To test out ksqlDB, you need to change the KSQL_BOOTSTRAP_SERVERS
environment variable in the ksqlDB-deployment.yaml
to match the boostrap address of you Kafka cluster. If you are using Strimzi with the example above then this should be set as below (if you changed the metadata.name
field of the kafka
custom resource then change my-cluster
to match the new name):
- name: KSQL_BOOTSTRAP_SERVERS
value: PLAINTEXT://my-cluster-kafka-bootstrap:9092
Then you can deploy your ksqlDB instance:
$ kubectl apply -f ksqlDB/ksqlDB-deployment.yaml
Once deployed you can interact with the server using the ksql-cli
command line client running in another pod using the ksql-cli.sh
script:
$ ./ksqlDB/ksql-cli.sh <namespace> 1
Where the first argument is the namespace the ksqlDB instance is deployed in and the second argument is a number used to label different invocations of the CLI if you want to run more than one instance for data entry and analysis.
Now you can play with ksqlDB and follow the project quickstart guide.
Alternatively, you can write queries against the Wikipedia changes stream.
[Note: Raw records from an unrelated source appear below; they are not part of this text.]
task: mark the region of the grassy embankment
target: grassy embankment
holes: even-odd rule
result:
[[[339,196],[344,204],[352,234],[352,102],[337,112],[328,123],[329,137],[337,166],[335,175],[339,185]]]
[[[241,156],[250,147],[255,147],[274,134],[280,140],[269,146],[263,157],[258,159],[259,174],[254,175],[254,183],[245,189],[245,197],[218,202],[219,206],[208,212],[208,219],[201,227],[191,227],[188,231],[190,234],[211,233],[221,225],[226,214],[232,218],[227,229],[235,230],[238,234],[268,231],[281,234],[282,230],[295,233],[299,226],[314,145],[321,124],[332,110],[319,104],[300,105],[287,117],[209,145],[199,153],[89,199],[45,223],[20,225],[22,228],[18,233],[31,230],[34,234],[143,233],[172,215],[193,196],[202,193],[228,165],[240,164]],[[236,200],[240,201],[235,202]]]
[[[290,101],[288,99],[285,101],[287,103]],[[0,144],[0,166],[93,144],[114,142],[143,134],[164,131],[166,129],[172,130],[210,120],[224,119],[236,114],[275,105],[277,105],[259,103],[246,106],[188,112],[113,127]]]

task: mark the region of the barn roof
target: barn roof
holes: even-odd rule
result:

For example, if you want to create a stream which contains the user IDs and the title of the Wikipedia article they are editing you can use the command below:
CREATE STREAM userTitles (user VARCHAR, title VARCHAR) WITH (kafka_topic='wiki-changes', key='user', value_format='json');
You can then see the contents of that stream by using the query below:
SELECT * FROM userTitles EMIT CHANGES;
You create tables from this stream and others and then query these like tables in a database.
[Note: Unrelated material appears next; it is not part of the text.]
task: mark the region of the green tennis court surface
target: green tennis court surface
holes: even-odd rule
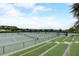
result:
[[[79,35],[57,37],[11,56],[79,56]]]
Materialize uses a streaming engine based on timely dataflow to provide a PostgreSQL compatible SQL interface.
This is not a fully open source solution as it is licensed under the Business Source License v1.1. Which limits you to running the code on a singe instance unless you purchase a licence.
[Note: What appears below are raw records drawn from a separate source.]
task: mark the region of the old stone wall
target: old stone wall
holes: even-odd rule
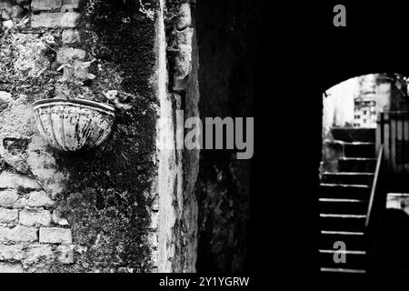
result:
[[[0,0],[0,272],[195,270],[198,151],[161,149],[176,108],[198,115],[190,8]],[[67,85],[75,64],[83,82]],[[33,102],[112,90],[123,97],[101,146],[61,152],[38,134]]]

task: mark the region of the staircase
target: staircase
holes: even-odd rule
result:
[[[334,144],[342,153],[336,172],[321,175],[320,266],[322,274],[364,275],[369,256],[365,241],[366,211],[376,166],[374,129],[334,128]],[[336,263],[337,241],[345,244],[345,263]]]

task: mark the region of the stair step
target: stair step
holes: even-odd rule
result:
[[[344,143],[344,156],[345,157],[375,157],[374,143]]]
[[[336,250],[336,249],[320,249],[320,253],[322,254],[334,254],[335,252],[338,254],[345,254],[345,255],[366,255],[366,251],[362,250]]]
[[[320,210],[323,213],[365,214],[368,203],[361,199],[320,198]]]
[[[322,183],[320,185],[321,198],[360,199],[367,201],[371,188],[368,185],[344,185]]]
[[[339,229],[345,231],[363,231],[365,215],[320,214],[323,229]]]
[[[347,269],[340,267],[322,267],[321,272],[365,274],[365,269]]]
[[[331,135],[334,139],[345,142],[374,142],[374,128],[350,128],[334,127],[331,129]]]
[[[374,173],[376,167],[374,157],[341,157],[338,159],[339,172]]]
[[[324,172],[321,181],[326,184],[343,185],[372,185],[374,173],[354,173],[354,172]]]
[[[366,268],[368,256],[365,251],[357,250],[327,250],[320,249],[320,264],[327,267]],[[335,256],[335,257],[334,257]],[[344,257],[344,262],[335,261]]]
[[[366,237],[364,232],[328,231],[322,230],[320,234],[319,247],[322,249],[334,249],[336,242],[344,242],[349,249],[365,250]]]

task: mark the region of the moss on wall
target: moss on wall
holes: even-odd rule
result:
[[[143,3],[156,9],[157,1]],[[135,97],[130,100],[131,110],[117,110],[113,134],[100,148],[57,156],[58,166],[70,173],[58,208],[70,222],[76,245],[75,264],[56,266],[60,272],[145,272],[151,267],[147,236],[156,172],[155,22],[140,8],[139,1],[82,3],[80,46],[105,68],[99,75],[102,80],[96,72],[92,90],[121,89]]]

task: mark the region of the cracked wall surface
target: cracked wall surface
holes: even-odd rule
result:
[[[180,131],[182,98],[198,115],[190,9],[0,0],[0,272],[195,271],[198,151],[160,149]],[[67,85],[70,59],[95,78]],[[65,153],[39,135],[35,101],[104,102],[107,90],[128,98],[101,146]]]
You can deploy the Materialize server using the following command:
$ kubectl apply -f materialize/materialize-deployment.yaml
Once deployed you can interact with the server using the psql
command line client running in another pod using the psql-cli.sh
script:
$ ./materialize/psql-cli.sh <namespace> 1
Where the first argument is the namespace the Materialize instance is deployed in and the second argument is a number used to label different invocations of the CLI if you want to run more than one instance for data entry and analysis.
Now you can play with Materialize and follow the project quickstart guide.
Apache Calcite provides libraries and tools to parse and optimise SQL queries and run them on a large number of different storage layers and execution engines. These include experimental support for Apache Kafka as a data source and allows you to query topics using Calcite's Streaming SQL support.
An example Kafka Adapter model file is provided in the /calacite
folder. This is attached to a simple stream of usernames and titles from the wiki changes stream.
You can run the calcite sqlline
tool by cloning the calcite repo and running the following command from the repo root:
$ ./sqlline
To connect to the kafka cluster running in minikube
you will need to add an external listener to your cluster definition. You can add the following config for an unsecured external listener:
kafka:
listeners:
external:
tls: false
type: nodeport
And then expose the listener port using:
kubectl port-forward svc/my-cluster-kafka-external-bootstrap 9094:9094
This will make the Kafka bootstrap service available at localhost:9094
.
You can then start the calcite sqlline
tool and connect to the user-titles
stream (defined in the kafka.modle.json
schema file) using the command below:
sqlline> !connect jdbc:calcite:model=kafka.model.json admin admin
The above assumes that you placed kafka.model.json
in the Calcite repo root but you can pass a relative path after the =
pointing to the schema file.
You can see the USER_TITLES
table by running the command below:
SELECT STREAM * FROM KAFKA.USER_TITLES LIMIT 10;
The LIMIT
term is there to get the query to return faster.